An oil pipeline fire in the Gulf of Mexico was reportedly brought under control and extinguished after a hellish scene of massive flames erupting directly from roiling waters Friday.
The blaze west of the Yucatan Peninsula broke out at an underwater pipeline that connects to a platform operated by Mexican state oil firm Petroleos Mexicanos (Pemex) at its flagship Ku Maloob Zaap oil development in the southern gulf, Reuters reported.
The national company attributed the blaze, which resembled molten lava on the water, to a gas leak in the 12-inch-diameter pipeline, apparently linked to an electrical storm, according to Reuters.
“The turbomachinery of Ku Maloob Zaap’s active production facilities were affected by an electrical storm and heavy rains,” stated an incident report shared by one of Reuters’ sources.

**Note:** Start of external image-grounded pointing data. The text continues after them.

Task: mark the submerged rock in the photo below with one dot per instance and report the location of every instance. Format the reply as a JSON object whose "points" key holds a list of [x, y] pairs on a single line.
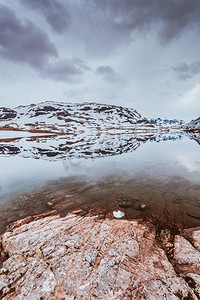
{"points": [[78, 257]]}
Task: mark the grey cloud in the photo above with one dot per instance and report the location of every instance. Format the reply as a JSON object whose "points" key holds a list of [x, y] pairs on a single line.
{"points": [[185, 71], [23, 41], [66, 70], [168, 18], [108, 73], [54, 12]]}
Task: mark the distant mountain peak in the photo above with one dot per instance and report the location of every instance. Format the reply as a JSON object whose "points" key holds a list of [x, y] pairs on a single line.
{"points": [[51, 116]]}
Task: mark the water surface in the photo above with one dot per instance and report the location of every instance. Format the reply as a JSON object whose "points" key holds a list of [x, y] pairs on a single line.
{"points": [[154, 178]]}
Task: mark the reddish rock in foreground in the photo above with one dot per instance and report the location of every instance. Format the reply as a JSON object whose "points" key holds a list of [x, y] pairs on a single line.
{"points": [[86, 258]]}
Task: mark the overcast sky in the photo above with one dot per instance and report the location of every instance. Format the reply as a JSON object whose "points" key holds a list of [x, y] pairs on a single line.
{"points": [[143, 54]]}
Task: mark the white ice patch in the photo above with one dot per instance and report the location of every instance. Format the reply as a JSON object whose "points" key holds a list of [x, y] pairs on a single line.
{"points": [[118, 214]]}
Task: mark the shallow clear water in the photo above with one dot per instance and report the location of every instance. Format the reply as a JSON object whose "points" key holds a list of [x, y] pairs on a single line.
{"points": [[156, 179]]}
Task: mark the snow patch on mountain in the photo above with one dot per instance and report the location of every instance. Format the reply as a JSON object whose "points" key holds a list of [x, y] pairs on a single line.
{"points": [[61, 117]]}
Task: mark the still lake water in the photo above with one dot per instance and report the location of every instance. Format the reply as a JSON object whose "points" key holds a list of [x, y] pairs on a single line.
{"points": [[153, 178]]}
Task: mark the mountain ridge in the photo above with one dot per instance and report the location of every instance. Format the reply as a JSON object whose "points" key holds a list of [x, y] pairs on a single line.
{"points": [[51, 116]]}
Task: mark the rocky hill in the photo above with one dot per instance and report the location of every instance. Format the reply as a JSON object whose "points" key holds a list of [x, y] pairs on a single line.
{"points": [[167, 122], [71, 117], [193, 125]]}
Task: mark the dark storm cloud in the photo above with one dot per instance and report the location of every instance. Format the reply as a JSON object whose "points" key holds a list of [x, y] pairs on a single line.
{"points": [[185, 71], [168, 18], [23, 41], [66, 70], [54, 12], [108, 73]]}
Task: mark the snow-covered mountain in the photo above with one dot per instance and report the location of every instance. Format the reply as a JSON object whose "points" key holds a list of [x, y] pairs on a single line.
{"points": [[61, 117], [193, 125], [167, 122], [194, 136]]}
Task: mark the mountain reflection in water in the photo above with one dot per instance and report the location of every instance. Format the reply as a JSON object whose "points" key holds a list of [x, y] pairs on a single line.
{"points": [[81, 146], [160, 182]]}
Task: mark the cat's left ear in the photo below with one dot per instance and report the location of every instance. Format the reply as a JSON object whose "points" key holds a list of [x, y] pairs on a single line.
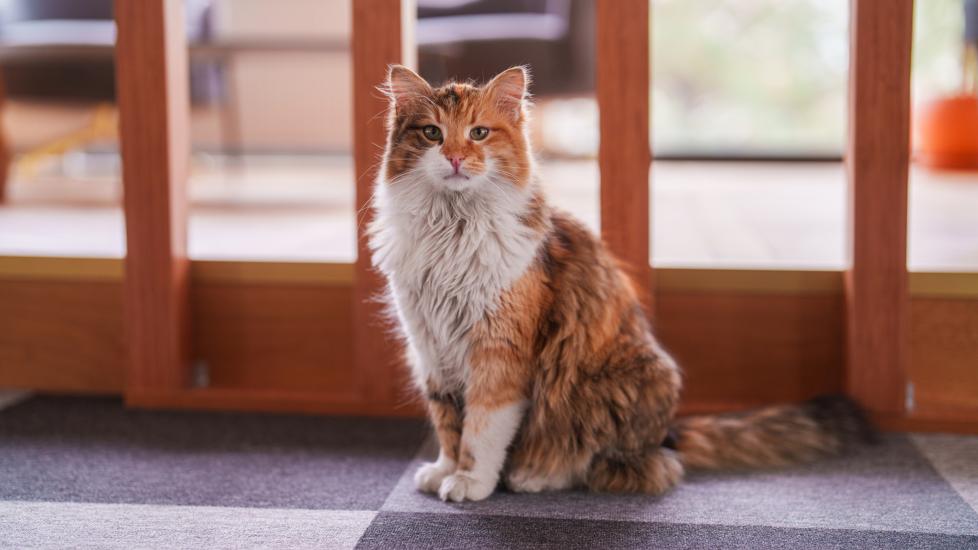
{"points": [[508, 90]]}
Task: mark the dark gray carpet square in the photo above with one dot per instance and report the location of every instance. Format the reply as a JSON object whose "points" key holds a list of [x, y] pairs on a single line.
{"points": [[94, 450], [887, 487], [405, 530]]}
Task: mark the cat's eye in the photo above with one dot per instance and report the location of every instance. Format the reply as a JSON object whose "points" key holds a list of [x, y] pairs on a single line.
{"points": [[431, 132], [479, 133]]}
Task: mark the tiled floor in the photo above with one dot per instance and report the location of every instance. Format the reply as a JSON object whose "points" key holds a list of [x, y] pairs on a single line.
{"points": [[87, 472], [704, 214]]}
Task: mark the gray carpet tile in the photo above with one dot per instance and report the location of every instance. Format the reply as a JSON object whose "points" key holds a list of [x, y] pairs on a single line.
{"points": [[956, 458], [887, 487], [90, 450], [391, 530], [9, 398], [125, 526]]}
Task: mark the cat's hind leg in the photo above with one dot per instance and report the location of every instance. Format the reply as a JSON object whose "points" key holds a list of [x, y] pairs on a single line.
{"points": [[653, 472]]}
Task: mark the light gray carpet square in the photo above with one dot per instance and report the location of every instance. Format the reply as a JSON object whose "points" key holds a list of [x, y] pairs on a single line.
{"points": [[89, 450], [126, 526]]}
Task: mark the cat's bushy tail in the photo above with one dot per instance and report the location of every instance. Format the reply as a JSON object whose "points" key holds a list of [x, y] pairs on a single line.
{"points": [[772, 436]]}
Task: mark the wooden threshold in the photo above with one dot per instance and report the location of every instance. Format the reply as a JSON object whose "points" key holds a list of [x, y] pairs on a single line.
{"points": [[935, 284]]}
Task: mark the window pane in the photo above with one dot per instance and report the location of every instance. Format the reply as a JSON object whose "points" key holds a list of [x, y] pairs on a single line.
{"points": [[272, 169], [943, 231], [63, 193], [749, 77]]}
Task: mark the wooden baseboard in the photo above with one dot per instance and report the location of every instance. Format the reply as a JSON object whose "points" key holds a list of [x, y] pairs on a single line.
{"points": [[278, 336]]}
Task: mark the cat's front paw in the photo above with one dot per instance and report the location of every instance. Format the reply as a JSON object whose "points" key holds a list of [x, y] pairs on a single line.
{"points": [[459, 487], [429, 476]]}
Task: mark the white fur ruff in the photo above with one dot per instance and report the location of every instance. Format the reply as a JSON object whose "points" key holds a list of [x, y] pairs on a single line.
{"points": [[449, 251]]}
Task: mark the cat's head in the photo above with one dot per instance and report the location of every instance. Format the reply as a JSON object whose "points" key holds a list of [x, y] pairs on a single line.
{"points": [[458, 136]]}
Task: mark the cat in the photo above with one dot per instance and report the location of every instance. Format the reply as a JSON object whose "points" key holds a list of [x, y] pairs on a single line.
{"points": [[524, 335]]}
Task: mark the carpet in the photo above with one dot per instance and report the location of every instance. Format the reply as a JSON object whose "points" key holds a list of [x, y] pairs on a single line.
{"points": [[86, 472]]}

The operation was reportedly pumping out 726,000 barrels a day of crude at the moment of the incident.
In an eerie scene, ships poured fountains of water onto the flaming gulf. Reuters reported that Pemex’s crew used nitrogen to finally control the fire from the pipeline.
The blaze erupted at 5:15 a.m. local time about 150 yards from an oil platform and operations returned to “normal” at 10:45 after the fire was extinguished, Bloomberg reported, citing a company statement.
No injuries or major impact on production were reported after the early-morning fire.
The full extent of any environmental damage was not yet known. Angel Carrizales, head of Mexico’s oil safety regulator ASEA, insisted on Twitter that the incident “did not generate any spill” — but failed to explain what was burning on the water, Reuters noted.
Pemex has had a history of accidents.
Ku Maloob Zaap is Pemex’s largest crude oil producers, and accounts for more than 40% of its total 1.7 million barrels of daily crude production.
Production has been declining at Ku Maloob Zaap as fields mature and Pemex doesn’t have enough resources to invest in new extraction technologies, Bloomberg reported.
Pemex output has dropped each year for more than a decade, has the largest debt of any major oil operation — almost $114 billion, according to Bloomberg.